Tuesday, 20 June 2000

Snake charming

Like the reptile it's named after, Python squishes problems little by little.

Today I spent the whole afternoon with a snake. I've known Python for several years now -- the oldest version of Python on my hard drive is v. 1.3, dated March 1996 -- and I've studied and played with the language several times. But it wasn't until today that I actually tried to do something useful with it.

The task at hand? I wanted to lay out the articles I've written during the last couple of months in an HTML format that is consistent with that of the rest of my Web site. My site is a modest one, and producing the few pages of HTML in it is fairly easy, even by hand. But doing the same formatting for a dozen or so articles (and the many more to come), even with a WISIWYG editor, is the kind of task that makes us lazy programmers start thinking about a better way: writing a program.
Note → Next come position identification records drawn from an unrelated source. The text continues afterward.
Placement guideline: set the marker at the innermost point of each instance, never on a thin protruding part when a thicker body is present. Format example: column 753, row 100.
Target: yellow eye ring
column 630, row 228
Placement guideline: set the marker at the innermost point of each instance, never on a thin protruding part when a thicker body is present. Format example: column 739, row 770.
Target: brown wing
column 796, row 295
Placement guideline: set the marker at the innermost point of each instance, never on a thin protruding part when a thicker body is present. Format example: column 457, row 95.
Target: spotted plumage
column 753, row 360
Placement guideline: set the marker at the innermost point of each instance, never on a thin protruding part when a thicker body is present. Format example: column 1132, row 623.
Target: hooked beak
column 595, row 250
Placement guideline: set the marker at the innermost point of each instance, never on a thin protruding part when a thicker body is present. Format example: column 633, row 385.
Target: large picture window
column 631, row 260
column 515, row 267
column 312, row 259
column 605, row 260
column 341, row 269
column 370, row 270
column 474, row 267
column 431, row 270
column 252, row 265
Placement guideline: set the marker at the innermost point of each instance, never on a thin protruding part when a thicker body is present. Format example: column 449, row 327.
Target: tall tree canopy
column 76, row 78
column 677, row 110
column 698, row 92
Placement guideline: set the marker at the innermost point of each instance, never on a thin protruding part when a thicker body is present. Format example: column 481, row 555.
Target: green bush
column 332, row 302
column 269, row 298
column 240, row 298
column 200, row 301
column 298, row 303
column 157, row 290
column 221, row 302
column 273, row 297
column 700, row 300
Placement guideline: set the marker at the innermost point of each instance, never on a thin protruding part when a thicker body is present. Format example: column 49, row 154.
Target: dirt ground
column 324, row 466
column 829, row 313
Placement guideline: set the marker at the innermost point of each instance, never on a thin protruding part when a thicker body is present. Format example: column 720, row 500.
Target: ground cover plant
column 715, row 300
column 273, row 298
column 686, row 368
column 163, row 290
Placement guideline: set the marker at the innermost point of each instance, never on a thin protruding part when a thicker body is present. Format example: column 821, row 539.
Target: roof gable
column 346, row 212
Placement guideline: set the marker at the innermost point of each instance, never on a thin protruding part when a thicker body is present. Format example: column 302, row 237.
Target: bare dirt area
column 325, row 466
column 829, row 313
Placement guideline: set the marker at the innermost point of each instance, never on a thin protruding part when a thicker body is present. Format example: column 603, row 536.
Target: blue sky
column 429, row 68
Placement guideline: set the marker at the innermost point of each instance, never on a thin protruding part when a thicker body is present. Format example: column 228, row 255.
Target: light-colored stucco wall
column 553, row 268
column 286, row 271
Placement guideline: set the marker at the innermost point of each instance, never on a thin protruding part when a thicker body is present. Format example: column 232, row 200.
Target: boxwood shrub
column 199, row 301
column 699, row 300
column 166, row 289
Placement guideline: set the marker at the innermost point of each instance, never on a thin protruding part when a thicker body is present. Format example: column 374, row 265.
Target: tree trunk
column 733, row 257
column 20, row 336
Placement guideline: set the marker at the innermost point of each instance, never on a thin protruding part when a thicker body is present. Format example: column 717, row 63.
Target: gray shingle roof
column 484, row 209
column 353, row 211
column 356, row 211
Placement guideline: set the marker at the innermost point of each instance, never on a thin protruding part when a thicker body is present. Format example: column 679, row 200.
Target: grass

Figuring out that the formatting of the articles had to be automated was the easy part. Deciding on how to automate the process was more difficult. It's not that I lacked a tool to do the job, but rather that I didn't know the right tool to use. One of the mantras of programming is "When in doubt, start hacking," so I did. After some experimenting with Perl, SED, and AWK, I remembered Python, a programming language often touted as capable of accomplishing everything easily. I hacked my way out of this problem with Python, and I wasn't disappointed.

A breed apart

Python is an interpreted, interactive, object-oriented programming language that offers advanced features like modules, exception handling, and classes. Python's syntax is simple, yet the native support for first-order functions (functions you can assign to variables or pass as parameters), lists, tuples, and maps (associative arrays) make it quite powerful. The compiler/interpreter and libraries are extensible, very portable, and open source. The language has been ported to the most diverse platforms, including several brands of Unix, Linux, MacOS, MS-DOS, Windows, and OS/2. Python libraries support everything from string handling to system calls to concurrency to Internet programming -- including sockets, HTTP servers and clients, and HTML and XML parsing and formatting.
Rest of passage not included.